Geometry of Long-Tailed Representation Learning: Rebalancing Features for Skewed Distributions
摘要
评审与讨论
This paper aims to address the long-tailed recognition problem. The paper provides a sound theoretical analysis of contrastive learning from the perspective of neural collapse. Based on the analysis, they draw the conclusion that increasing the size of samples for tail classes can alleviate the collapse issue. Thus, the proposed method is to synthesize sample features for tail classes. Moreover, a class-wise temperature schedule is used in their algorithm.

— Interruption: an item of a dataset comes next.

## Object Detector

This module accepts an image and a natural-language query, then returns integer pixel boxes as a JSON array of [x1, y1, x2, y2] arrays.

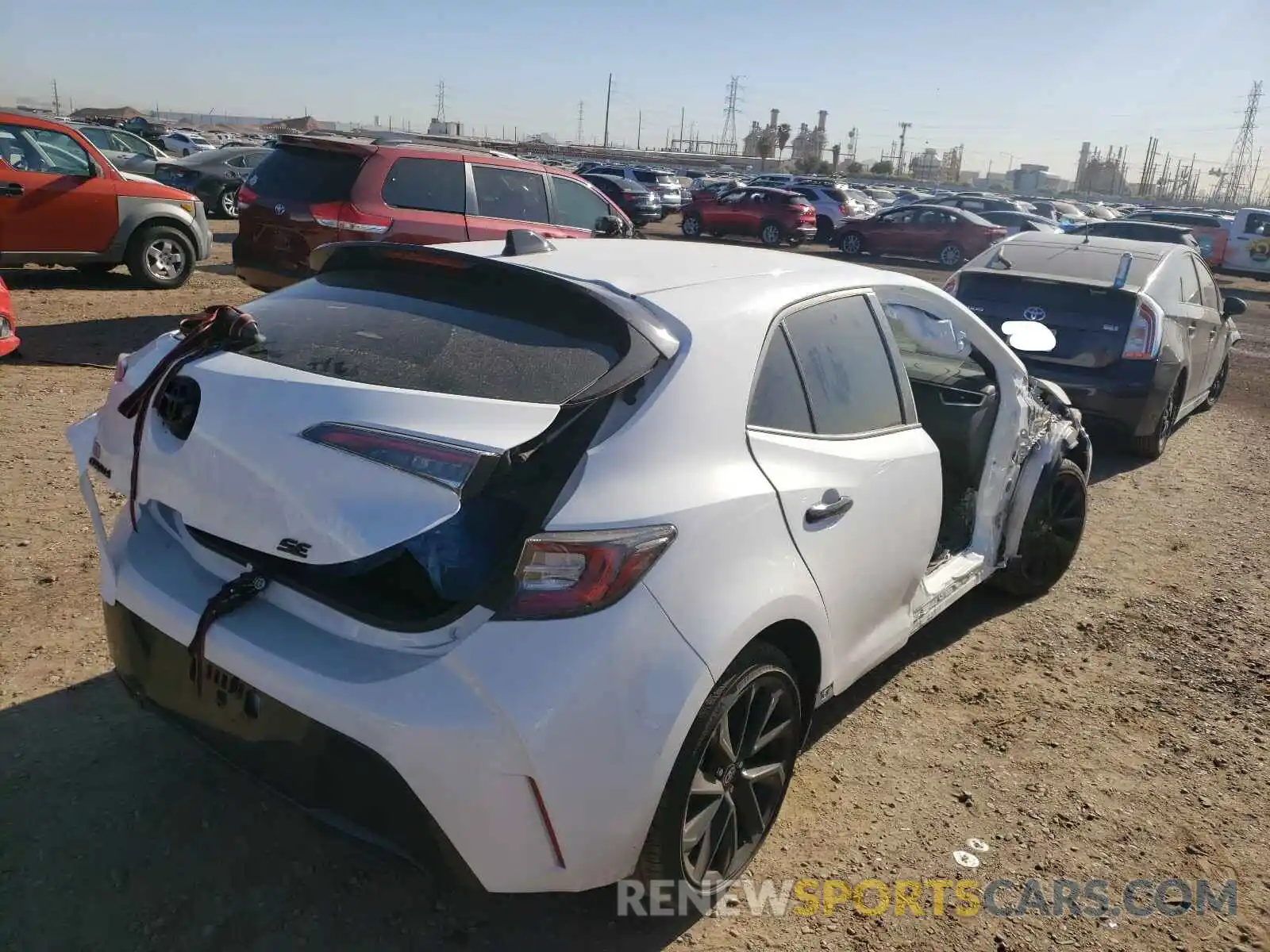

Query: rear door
[[233, 142, 373, 275], [749, 292, 941, 679], [0, 123, 119, 254], [468, 163, 576, 241]]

Experiments are conducted on popular long-tailed benchmarks, like ImageNet-LT, iNaturalist, and CIFAR-LT. Some improvements are observed when compared with baselines, like KCL, TSC, and BCL.
优点
(1) Sound theoretical analysis on neural collapse for contrastive learning.
(2) The paper is well-organized and easy to follow.
缺点
(1) Lack of comparisons with current state-of-the-art methods, like GPaCo, especially on large-scale data including ImageNet-LT and iNaturalist 2018.
[ref1] Generalized Parametric Contrastive Learning, TPAMI 2023.
(2) Synthesizing sample features for tail classes is not a novel idea. The paper should discuss the differences between the proposed method and previous relevant works, like ReMix and work[ref2].
[ref2] Feature Space Augmentation for Long-Tailed Data, ECCV 2020.
(3) The connection between the proposed method, like feature augmentation and temperature adjustment, and the neural collapse theory is not strong. Increasing the samples for tail classes can obviously alleviate the long-tailed recognition problem.
(4) The claim that "Head classes benefit from a larger τ while tail classes benefit from a smaller one. We demonstrate (in Appendix A.3.2) it holds for SC loss too." seems to contradict Eq. (11) that the tail classes will be assigned with a large temperature.
(5) Minor typo, "N_min - N_min" should be "N_max - N_min" in Eq. (11).
问题
(1) Fair comparisons with current state-of-the-art methods, like GPaCo [ref1], on large-scale datasets including ImageNet-LT and iNautralist 2018.
(2) Discussion on the differences between the proposed method and previous augmentation-based methods, like ReMix and work[ref2]. What are the advantages of the proposed method over them?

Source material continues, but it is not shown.